Further evaluation of the data is underway. Participants are being updated on the findings, and study doctors will adjust individual care strategies based on disease severity. The CDC maintains a protocol for mpox treatment access outside research settings under expanded access investigational new drug (EA-IND), targeting individuals with severe immunocompromise, such as those with advanced HIV, for whom the role of tecovirimat remains unverified in trials. Details on this protocol can be found on the CDC website.
Study chair Timothy Wilkin, M.D., M.P.H., emphasized, “STOMP stood out for rapid initiation, inclusivity, and cross-governmental collaboration. It serves as a response blueprint, blending scientific inquiry with equal access to treatment.”

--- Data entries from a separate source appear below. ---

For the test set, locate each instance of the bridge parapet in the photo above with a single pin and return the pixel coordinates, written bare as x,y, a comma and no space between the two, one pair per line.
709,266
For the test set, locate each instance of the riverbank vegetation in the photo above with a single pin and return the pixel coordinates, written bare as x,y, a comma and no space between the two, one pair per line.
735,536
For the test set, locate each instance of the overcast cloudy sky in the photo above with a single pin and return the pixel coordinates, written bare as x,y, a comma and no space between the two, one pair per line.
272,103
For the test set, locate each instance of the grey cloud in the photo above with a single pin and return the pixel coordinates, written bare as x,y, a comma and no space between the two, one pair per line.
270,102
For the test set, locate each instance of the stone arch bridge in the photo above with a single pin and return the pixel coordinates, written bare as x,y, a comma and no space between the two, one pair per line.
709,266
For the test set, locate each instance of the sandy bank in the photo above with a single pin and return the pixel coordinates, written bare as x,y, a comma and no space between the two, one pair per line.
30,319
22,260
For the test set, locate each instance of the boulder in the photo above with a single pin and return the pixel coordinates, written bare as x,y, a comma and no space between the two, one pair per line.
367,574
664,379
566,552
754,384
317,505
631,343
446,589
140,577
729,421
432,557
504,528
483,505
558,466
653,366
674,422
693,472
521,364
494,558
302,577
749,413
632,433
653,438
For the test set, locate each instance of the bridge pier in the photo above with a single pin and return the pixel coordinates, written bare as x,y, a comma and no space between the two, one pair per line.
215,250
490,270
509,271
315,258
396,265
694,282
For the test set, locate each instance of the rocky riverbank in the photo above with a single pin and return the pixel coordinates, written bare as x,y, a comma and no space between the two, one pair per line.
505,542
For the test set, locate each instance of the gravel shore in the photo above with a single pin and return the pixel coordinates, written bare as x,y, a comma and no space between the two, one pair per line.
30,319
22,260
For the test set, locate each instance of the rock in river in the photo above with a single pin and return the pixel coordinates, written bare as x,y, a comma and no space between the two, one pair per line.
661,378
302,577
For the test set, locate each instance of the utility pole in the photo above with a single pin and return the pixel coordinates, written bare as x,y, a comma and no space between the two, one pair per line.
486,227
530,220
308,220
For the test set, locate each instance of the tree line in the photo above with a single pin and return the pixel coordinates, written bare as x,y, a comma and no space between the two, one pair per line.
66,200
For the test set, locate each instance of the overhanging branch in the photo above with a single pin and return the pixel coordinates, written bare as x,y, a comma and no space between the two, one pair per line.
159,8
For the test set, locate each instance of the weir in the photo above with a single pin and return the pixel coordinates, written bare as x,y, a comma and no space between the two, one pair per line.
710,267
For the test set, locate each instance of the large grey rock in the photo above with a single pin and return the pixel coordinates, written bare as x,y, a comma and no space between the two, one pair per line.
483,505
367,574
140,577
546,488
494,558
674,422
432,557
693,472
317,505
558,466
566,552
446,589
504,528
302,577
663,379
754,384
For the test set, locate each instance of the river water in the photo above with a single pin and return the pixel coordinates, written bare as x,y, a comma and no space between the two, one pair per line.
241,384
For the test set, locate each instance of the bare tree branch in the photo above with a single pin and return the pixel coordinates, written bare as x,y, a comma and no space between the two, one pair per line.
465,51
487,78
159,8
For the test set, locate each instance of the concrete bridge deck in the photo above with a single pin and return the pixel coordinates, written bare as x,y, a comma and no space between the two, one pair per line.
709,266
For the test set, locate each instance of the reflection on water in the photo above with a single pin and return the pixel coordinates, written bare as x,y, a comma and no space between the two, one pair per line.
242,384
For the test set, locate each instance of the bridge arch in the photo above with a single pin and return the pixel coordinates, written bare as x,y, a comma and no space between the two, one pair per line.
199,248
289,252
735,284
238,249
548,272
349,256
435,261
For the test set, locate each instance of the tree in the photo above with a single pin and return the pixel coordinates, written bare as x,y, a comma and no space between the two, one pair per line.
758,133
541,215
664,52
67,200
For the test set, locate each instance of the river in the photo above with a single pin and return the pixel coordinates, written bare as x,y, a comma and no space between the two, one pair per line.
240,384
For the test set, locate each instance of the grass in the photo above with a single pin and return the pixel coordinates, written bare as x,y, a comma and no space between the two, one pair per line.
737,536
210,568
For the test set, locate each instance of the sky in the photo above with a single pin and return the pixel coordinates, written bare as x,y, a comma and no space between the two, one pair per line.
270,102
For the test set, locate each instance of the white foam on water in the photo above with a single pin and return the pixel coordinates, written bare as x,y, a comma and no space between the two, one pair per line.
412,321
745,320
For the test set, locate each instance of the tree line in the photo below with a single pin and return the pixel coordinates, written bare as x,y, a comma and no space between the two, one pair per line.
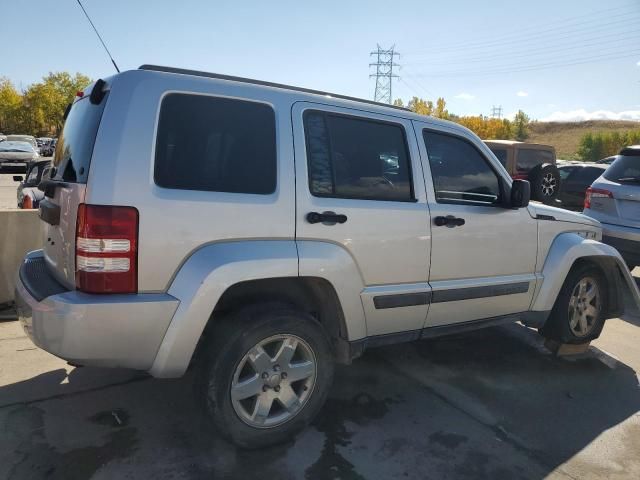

These findings align with earlier results from a NIAID-co-sponsored tecovirimat trial focused on clade I mpox in the Democratic Republic of the Congo.
The NIAID-led research was implemented by the NIH-funded ACTG, a global network excelling in infectious disease trials. New York-based SIGA Technologies, Inc. provided tecovirimat for this endeavor. NIAID and STOMP investigators consistently collaborated with entities such as the CDC, FDA, and health authorities across various study locales, fostering effective research question resolution, compassion-led use, and dissemination of clinically relevant data on clade II mpox treatment globally. Another investigation, UNITY, spearheaded by ANRS Emerging Infectious Disease, explores tecovirimat similarly to STOMP in Argentina, Brazil, and Switzerland.
NIAID’s commitment extends toward bridging existing gaps in mpox-associated medical responses and other health challenges, encompassing initiatives like the Research and Development of Vaccines and Monoclonal Antibodies for Pandemic Preparedness Network, and the Antiviral Program for Pandemics. These programs advance research and develop vaccines, monoclonal antibodies, and antiviral agents countering families of viruses with pandemic capabilities.
NIAID’s mission spans research in infectious and immune-related diseases—conducted at NIH, across the U.S., and globally—aiming to enhance prevention, diagnosis, and treatment methods.
The National Institutes of Health (NIH) under the US Department of Health and Human Services, serves as the principal federal entity driving medical research, delving into the origins, treatments, and cures for various illnesses, common and rare.